The move comes after the French leader stoked outrage in January when he refused to issue an official apology for abuses committed during the occupation of Algeria.

Boumendjel, a nationalist and lawyer, was arrested during the battle of Algiers by the French army, "placed incommunicado, tortured, and then killed on 23 March 1957," the Elysee Palace said in a statement.

"Ali Boumendjel did not commit suicide. He was tortured and then killed," Macron told Boumendjel's grandchildren, according to the statement.

At the time the lawyer’s murder was made to appear as an assassination.

It is a gesture of appeasement as recommended by the report of French historian Benjamin Stora.

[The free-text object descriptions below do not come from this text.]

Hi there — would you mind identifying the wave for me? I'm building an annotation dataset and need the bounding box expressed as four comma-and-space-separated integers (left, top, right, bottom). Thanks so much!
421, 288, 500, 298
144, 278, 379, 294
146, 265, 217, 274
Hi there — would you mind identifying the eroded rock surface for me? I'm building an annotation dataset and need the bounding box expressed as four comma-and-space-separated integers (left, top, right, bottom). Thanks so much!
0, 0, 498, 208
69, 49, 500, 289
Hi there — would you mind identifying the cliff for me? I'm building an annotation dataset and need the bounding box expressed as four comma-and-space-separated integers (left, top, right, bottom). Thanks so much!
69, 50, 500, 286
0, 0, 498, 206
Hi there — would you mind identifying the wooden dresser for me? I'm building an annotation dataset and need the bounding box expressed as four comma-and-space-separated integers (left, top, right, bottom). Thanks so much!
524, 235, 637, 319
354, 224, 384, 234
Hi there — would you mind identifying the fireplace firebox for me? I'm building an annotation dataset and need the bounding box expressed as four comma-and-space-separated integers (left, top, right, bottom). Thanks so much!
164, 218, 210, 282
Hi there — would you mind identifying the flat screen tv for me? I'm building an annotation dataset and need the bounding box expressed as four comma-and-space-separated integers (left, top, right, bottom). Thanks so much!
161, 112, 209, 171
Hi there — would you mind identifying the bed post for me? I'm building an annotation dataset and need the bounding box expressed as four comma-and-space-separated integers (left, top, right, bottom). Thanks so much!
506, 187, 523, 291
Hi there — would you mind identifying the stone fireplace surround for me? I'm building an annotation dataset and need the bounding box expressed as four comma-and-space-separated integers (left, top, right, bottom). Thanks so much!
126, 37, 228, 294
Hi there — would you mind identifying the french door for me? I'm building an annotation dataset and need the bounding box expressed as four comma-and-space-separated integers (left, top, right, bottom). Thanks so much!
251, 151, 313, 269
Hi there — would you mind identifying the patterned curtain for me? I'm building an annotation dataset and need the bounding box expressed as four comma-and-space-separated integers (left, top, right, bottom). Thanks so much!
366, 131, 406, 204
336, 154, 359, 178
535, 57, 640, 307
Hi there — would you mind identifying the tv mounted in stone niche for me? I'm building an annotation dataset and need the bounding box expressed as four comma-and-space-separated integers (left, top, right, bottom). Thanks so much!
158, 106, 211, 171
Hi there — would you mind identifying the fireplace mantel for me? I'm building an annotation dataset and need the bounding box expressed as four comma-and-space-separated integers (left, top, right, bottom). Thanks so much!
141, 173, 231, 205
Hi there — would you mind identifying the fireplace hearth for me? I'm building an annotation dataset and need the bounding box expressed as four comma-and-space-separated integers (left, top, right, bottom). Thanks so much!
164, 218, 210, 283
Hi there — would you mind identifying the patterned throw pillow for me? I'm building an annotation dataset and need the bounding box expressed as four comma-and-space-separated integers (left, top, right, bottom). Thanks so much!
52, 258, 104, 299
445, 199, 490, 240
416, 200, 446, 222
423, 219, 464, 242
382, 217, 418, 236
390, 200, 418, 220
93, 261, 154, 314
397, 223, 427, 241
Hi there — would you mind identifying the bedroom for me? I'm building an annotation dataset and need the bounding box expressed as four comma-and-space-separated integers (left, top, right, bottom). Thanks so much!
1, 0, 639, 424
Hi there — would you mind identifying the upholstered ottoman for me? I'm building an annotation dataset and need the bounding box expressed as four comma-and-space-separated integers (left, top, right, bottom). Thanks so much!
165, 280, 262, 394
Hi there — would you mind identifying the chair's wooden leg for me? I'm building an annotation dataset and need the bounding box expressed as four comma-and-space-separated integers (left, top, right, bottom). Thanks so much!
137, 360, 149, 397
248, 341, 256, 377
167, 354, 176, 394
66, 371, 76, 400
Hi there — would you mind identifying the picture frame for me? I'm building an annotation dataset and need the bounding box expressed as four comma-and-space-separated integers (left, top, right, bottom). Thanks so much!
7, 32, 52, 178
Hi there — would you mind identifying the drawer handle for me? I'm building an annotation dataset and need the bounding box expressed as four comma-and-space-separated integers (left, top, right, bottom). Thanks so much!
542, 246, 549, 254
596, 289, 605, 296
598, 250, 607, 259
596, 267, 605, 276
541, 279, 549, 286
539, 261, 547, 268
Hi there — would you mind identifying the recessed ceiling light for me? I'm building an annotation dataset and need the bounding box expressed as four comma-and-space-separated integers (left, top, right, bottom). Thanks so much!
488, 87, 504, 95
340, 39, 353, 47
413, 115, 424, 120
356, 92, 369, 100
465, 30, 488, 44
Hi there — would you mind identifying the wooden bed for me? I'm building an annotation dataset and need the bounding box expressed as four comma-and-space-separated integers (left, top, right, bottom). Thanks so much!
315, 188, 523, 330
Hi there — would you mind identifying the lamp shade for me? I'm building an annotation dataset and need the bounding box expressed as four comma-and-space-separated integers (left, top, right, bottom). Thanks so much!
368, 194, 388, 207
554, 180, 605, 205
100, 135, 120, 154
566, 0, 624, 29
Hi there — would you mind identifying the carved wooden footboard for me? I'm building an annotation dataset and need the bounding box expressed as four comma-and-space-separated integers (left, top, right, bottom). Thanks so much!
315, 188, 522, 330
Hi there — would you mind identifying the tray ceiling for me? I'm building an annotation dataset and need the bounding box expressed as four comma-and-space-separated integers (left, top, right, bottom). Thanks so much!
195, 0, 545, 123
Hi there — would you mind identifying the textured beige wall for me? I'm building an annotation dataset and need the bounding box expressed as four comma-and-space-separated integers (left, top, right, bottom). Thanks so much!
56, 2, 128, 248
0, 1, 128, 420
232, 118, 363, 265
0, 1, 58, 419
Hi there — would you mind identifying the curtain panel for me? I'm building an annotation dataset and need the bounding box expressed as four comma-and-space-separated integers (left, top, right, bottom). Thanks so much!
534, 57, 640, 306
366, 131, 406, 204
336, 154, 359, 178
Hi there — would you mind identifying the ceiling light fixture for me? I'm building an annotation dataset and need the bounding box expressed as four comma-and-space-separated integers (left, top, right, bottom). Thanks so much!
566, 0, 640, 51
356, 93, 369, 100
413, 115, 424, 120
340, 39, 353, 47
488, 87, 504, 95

"No crime, no atrocity committed by anyone during the Algerian war can be excused or concealed," Macron said in a statement.

"They must be viewed with courage and lucidity, with absolute respect for all those whose lives they have torn apart and shattered their destiny."

The French President promised to undertake ‘"symbolic acts" in a bid to reconcile the two countries. But Macron ruled out any apology.

He said he made the admission "in the name of France" when he met the grandchildren of Ali Bounmendjel at the Elysée Palace on Tuesday.

The Elysée added that "this work will be extended and deepened over the coming months, so that we can move towards appeasement and reconciliation", wanting "to look History in the face, to recognise the truth of the facts".